Aider les robots, contrôler l’Internet des objets… l’ambition des futures lunettes holographiques développées par Microsoft semble sans limite. Jusqu’à interroger le rôle même de la réalité augmentée.

Les lunettes holographiques, avenir de la robotique ?

Microsoft n’en finit pas de dévoiler de nouvelles applications pour son dispositif de lunettes connectées. Les HoloLens seraient désormais en passe d’aider la robotique. C’est en tout cas ce qu’a dévoilé il y a peu Alex Kipman, un ingénieur de Microsoft, lors d’une conférence à San Francisco. En fait de robotique, il s’agit d’abord des robots « faits maison » par les amateurs de la discipline.

 

L’idée est d’exploiter les données recueillies par les lunettes connectées (en matière d’obstacles, de relief et d’environnement) pour les transmettre au robot. Ce dernier n’aurait ainsi plus besoin de capteurs puissants pour se déplacer dans l’espace. À l’inverse les données du robot sont transmises aux lunettes pour que l’utilisateur les visualise immédiatement sans avoir besoin de mettre en place un écran très cher par exemple. On aurait donc affaire à une extension virtuelle du robot physique comme le montre la démonstration de Microsoft. Mais par-delà la robotique « bricolées », les applications pour les fabricants sont immenses.

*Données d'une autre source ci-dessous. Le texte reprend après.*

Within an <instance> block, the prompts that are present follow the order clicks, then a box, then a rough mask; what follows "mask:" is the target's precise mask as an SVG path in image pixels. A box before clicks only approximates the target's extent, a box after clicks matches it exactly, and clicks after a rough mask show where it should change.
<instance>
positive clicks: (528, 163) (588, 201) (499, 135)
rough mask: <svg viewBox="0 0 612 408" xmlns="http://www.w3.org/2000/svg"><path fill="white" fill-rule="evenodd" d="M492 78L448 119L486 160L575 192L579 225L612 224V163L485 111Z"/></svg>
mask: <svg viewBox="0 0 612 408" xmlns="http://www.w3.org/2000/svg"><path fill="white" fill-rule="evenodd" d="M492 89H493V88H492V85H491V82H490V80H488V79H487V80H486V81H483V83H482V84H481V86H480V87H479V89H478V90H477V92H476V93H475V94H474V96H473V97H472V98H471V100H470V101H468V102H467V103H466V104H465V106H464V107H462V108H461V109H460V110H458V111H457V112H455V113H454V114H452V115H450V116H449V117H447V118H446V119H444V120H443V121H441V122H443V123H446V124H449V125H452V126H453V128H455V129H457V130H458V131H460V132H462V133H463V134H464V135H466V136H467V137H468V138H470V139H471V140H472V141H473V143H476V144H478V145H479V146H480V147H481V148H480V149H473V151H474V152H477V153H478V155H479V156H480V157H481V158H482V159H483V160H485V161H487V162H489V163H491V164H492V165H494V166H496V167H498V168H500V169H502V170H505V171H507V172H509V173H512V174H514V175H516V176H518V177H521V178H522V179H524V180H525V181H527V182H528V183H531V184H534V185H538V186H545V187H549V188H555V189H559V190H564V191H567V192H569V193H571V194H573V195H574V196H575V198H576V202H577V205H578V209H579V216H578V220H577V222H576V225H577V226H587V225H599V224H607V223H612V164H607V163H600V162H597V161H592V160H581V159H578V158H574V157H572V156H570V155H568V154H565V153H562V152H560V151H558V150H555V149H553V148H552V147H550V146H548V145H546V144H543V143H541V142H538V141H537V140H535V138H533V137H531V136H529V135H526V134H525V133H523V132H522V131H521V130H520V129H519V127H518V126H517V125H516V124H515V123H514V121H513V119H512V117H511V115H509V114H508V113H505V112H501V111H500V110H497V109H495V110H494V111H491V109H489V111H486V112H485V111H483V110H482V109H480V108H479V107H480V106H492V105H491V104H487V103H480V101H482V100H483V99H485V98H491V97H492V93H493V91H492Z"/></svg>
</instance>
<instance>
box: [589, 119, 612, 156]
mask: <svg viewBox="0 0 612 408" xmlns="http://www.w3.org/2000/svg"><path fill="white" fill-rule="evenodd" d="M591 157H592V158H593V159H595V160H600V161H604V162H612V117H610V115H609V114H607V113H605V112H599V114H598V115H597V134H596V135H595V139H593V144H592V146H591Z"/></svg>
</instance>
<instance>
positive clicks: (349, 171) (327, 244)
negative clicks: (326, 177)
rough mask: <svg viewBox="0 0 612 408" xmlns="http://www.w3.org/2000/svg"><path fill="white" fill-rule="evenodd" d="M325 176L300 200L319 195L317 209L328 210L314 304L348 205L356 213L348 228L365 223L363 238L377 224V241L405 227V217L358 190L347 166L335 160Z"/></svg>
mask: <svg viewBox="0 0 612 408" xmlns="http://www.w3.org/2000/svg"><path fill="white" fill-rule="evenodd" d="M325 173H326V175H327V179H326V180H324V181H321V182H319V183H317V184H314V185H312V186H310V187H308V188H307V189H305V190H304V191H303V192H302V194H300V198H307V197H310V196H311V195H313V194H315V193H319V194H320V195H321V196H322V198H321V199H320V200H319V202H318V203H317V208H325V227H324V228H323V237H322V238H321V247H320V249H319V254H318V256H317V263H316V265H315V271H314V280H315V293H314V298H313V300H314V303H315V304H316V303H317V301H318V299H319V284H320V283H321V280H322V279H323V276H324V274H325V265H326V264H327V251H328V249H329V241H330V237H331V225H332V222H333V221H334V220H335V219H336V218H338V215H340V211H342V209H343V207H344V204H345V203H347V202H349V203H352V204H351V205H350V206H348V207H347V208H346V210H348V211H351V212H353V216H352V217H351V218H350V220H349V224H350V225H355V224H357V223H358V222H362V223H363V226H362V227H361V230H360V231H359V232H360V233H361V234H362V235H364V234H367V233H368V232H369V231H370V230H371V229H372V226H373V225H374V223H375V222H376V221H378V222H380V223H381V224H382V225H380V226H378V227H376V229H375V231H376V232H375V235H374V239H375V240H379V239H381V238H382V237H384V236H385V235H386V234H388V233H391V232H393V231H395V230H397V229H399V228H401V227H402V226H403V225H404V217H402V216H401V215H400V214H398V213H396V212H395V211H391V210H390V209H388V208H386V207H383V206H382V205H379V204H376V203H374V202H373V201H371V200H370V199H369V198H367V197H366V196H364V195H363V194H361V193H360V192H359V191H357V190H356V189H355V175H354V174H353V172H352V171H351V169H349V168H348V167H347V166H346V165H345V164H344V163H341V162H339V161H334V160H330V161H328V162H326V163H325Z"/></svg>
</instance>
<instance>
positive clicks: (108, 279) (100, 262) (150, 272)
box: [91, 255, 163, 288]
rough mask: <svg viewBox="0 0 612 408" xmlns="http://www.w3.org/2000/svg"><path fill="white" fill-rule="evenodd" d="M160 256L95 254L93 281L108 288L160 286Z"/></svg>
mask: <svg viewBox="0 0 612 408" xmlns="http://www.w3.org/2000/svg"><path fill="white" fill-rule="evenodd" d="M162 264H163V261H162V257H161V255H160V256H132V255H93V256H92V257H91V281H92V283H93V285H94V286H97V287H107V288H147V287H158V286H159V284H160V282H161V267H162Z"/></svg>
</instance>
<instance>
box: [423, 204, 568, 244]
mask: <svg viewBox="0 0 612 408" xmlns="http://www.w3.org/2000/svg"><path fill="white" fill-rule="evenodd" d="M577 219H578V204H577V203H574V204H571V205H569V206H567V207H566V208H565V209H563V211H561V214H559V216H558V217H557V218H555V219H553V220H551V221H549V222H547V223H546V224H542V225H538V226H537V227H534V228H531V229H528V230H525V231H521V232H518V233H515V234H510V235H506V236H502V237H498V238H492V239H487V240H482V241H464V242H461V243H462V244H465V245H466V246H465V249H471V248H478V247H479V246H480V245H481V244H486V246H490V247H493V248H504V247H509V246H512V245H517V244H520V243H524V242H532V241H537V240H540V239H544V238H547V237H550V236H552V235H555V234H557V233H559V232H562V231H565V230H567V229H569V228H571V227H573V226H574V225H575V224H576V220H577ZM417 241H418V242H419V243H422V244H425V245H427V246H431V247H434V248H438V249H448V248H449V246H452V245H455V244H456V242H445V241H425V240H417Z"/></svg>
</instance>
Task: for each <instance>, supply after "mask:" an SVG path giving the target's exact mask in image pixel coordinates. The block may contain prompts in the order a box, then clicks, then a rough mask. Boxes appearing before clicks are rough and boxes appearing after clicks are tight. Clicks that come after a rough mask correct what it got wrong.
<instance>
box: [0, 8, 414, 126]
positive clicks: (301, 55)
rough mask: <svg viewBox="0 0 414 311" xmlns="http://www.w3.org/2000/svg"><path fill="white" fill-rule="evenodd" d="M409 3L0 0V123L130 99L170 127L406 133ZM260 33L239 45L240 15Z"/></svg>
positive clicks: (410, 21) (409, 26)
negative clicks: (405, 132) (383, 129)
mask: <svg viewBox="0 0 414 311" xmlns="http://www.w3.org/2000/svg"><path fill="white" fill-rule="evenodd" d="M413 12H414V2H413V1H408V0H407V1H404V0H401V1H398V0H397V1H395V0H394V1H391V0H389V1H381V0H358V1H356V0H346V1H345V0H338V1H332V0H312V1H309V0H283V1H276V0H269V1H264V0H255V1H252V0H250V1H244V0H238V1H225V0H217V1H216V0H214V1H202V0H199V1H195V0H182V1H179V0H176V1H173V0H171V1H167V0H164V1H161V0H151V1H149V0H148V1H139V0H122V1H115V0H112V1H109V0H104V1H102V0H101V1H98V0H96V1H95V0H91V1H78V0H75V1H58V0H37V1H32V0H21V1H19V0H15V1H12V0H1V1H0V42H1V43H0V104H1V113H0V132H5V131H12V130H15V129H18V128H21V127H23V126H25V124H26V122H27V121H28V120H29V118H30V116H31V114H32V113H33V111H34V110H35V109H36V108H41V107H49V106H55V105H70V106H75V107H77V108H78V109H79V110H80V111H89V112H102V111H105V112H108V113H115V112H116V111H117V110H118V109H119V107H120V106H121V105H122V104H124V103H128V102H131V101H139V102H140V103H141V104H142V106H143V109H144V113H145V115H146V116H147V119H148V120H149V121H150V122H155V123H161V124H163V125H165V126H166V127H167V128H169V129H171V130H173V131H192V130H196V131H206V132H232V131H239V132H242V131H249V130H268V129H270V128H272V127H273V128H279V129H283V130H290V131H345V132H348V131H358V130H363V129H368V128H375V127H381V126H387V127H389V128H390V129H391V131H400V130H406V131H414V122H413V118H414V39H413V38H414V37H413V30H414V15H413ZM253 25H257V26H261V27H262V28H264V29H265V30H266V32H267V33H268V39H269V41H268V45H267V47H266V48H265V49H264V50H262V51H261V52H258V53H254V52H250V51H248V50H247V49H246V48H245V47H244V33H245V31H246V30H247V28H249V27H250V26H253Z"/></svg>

Les robots pris en main par les « hologrammes »

À l’image du petit robot mis au point par l’équipe d’HoloLens, d’autres objets connectés pourraient exploiter le potentiel des lunettes de réalité augmentée. L’appareil fonctionnerait ainsi comme un centre de contrôle et un transmetteur/récepteur de données. Car même si l’application présentée semble concerner d’abord les amateurs de robotique, les plus gros fabricants pourraient largement exploiter une telle innovation. Les lunettes permettent en effet de visualiser les mouvements que va effectuer  le robot avant qu’il ne les fasse. « HoloLens aident les développeurs à mieux comprendre les robot dans n’importe quel scénario à n’importe quelle échelle » assure la collègue d’Alex Kipman dans la keynote. Une application qui pourrait être très utile pour l’industrie automobile par exemple selon Microsoft.

Les HoloLens veulent interagir avec les objets du monde réel, jusqu’à les rendre dépendants.
 

Le lien entre monde réel et monde du software au cœur des réflexions

Au finale c’est toute l’interaction entre monde physique et monde virtuel qu’interroge Microsoft. Car le géant de l’informatique veut rendre les objets réels entièrement dépendants de son dispositif de réalité augmentée. On ne pourrait ainsi plus utiliser les robots sans HoloLens. C’est à nouveau le problème auquel font face ces technologies : interagir avec le monde réel et notamment avec l’Internet des objets. Entre dépendance et complémentarité, les fabricants hésitent. Le concurrent principal de Microsoft dans le domaine, Magic Leap, ne s’est d’ailleurs pas encore positionné sur le sujet mais nul doute que la start-up dévoilera d’ici peu de nouvelles applications. La réalité augmentée semble donc faire face au même problème qui s’était posé pour la réalité virtuelle : entre affronter le monde ou le fuir, exploiter les objets physiques existants ou les transformer pour les rendre dépendants.